In the non-suture group, five patients (0.6%) were treated with other procedures. One patient was treated by uterine artery ligations during CS because the uterine incision was extended to the left uterine artery. To control the bleeding, multiple ligations of left uterine artery were performed. The remaining four patients had late-onset UA, and therefore, were transferred for uterine artery embolization after 24 hours of delivery.
Pregnancy outcomes following sutures
None of the patients with the compression suture developed complications related to the procedure during the first 2 months postpartum period. Among 953 patients, 371 (39%; n = 292 for the patients without sutures; n=79 for the patients with sutures) were available for the follow-up investigation after the first two months postpartum period. Of these, 308 (n = 238 for the patients without sutures; n=70 for the patients with sutures) expressed no desire to become pregnant, 22 (n = 17 for the patients without sutures; n = 5 for the patients with sutures) have tried to conceive, and 41 (n = 37 for the patients without sutures; n = 4 for the patients with sutures) became pregnant.
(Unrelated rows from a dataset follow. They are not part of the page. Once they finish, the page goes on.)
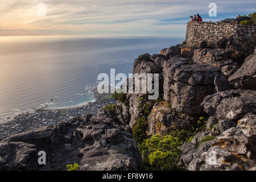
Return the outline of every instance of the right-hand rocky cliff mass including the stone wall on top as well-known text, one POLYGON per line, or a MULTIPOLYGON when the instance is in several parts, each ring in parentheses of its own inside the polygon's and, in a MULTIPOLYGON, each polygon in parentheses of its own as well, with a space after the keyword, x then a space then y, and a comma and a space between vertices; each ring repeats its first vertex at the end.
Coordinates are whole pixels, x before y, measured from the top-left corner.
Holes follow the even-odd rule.
POLYGON ((148 101, 147 94, 126 94, 127 122, 133 126, 146 118, 151 137, 173 129, 191 131, 204 116, 203 130, 180 147, 178 166, 255 170, 255 26, 192 22, 186 40, 134 61, 133 73, 159 73, 162 98, 148 101), (199 30, 196 36, 191 33, 199 30))

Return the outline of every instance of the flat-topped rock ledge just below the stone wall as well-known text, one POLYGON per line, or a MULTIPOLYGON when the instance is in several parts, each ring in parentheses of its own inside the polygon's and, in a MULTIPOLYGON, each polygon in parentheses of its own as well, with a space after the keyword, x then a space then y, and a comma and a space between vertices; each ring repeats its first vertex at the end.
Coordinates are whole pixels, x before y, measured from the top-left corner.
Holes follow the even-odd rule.
POLYGON ((229 59, 226 49, 195 49, 193 61, 218 67, 225 76, 232 75, 238 69, 237 63, 229 59))

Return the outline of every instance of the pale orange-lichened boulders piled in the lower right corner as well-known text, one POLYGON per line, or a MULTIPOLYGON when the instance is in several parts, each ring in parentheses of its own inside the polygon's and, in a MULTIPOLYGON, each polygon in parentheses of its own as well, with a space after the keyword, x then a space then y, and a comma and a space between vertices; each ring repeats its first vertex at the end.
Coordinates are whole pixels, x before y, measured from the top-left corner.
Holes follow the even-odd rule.
POLYGON ((197 133, 180 147, 179 165, 191 171, 256 170, 255 90, 217 92, 201 105, 210 115, 206 128, 211 131, 197 133), (212 135, 217 137, 200 144, 212 135))

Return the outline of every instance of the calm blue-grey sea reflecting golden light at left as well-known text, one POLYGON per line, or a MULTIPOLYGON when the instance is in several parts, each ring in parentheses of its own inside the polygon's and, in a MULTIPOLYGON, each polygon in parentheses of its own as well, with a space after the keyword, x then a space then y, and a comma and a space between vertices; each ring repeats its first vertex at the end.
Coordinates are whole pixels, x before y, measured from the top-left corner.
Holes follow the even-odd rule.
POLYGON ((94 100, 99 73, 131 73, 142 53, 159 53, 183 38, 0 38, 0 122, 50 104, 67 107, 94 100), (2 39, 2 40, 1 40, 2 39), (52 100, 53 101, 50 101, 52 100))

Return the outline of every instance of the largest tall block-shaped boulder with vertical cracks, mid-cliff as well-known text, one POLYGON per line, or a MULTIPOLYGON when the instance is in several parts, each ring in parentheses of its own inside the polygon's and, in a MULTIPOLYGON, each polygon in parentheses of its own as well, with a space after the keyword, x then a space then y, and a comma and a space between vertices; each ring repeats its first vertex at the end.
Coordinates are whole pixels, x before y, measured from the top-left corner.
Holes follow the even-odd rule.
POLYGON ((201 114, 204 97, 214 93, 214 77, 219 69, 194 64, 190 59, 174 56, 163 68, 164 100, 179 113, 201 114))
The high rate (83% = 308/371) of giving up future pregnancies in our follow-up sample is probably a reflection of the very low birth rate in current Korean society . In addition, since our patients had twins, and most of our patients were somewhat old aged for another childbirth (see Table 1), these factors possibly contributed to low interests in subsequent pregnancies. Excluding patients who did not desire future pregnancies, the rate of subsequent pregnancy among those with sutures in our follow-up sample was 44.4% (= 4/9), which was within the range reported in the literature . However, given that our follow-up sample only included 39% of the original sample, as well as the fact that the vast majority of the follow-up sample had no interests in future pregnancy, and that the patients in our study were on the basis of the most recent 5 years’ records in our institution, our rate of future fertility should be considered only as an approximate estimate.
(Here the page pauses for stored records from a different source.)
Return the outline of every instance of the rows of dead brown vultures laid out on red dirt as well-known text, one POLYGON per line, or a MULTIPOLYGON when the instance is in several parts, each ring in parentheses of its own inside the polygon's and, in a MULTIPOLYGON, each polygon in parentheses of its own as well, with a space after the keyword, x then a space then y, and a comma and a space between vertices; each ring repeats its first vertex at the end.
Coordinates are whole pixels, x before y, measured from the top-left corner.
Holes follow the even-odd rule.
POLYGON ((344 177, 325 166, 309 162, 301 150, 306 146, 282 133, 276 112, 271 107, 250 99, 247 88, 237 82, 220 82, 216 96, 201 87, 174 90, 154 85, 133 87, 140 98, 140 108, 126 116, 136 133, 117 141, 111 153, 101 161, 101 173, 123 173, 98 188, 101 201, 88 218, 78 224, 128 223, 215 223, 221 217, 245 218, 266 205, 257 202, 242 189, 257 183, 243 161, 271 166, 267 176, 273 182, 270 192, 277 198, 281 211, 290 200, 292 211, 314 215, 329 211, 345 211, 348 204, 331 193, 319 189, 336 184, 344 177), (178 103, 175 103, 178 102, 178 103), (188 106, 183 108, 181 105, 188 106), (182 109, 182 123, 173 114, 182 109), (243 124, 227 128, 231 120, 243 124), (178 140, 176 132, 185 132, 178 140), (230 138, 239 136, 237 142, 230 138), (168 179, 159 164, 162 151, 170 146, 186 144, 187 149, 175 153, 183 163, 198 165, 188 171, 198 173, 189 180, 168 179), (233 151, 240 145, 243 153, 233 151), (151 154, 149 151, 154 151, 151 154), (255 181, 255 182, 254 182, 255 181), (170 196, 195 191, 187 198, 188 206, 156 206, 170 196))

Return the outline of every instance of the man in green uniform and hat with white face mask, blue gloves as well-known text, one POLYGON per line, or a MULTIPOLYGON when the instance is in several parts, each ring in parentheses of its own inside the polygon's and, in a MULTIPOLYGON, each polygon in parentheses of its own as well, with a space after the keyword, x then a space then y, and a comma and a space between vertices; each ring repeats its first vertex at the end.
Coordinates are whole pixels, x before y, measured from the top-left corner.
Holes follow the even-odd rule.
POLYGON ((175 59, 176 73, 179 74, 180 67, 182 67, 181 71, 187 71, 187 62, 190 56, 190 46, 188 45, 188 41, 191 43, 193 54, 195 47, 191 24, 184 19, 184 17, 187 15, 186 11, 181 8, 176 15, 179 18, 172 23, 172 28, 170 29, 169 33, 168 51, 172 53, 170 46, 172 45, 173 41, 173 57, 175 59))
Table 3 shows a summary of pregnancy outcome data for the 41 patients sub-grouped according to the application status of the compression suture. As only four of the 41 patients received compression sutures, we did not carry out statistical analysis to compare patients with and without compression sutures in pregnancy outcomes. However, the mean intervals between CS and subsequent pregnancy were very similar in between the two groups (21.2 months for the patients without sutures and 22.5 months for the patients with sutures), suggesting that the adverse effect of sutures on future pregnancy may be minimal. Among the four patients with sutures, one received ART and had ongoing pregnancy, and the remaining three conceived spontaneously, of which one had a full-term delivery, and two had been in ongoing pregnancy.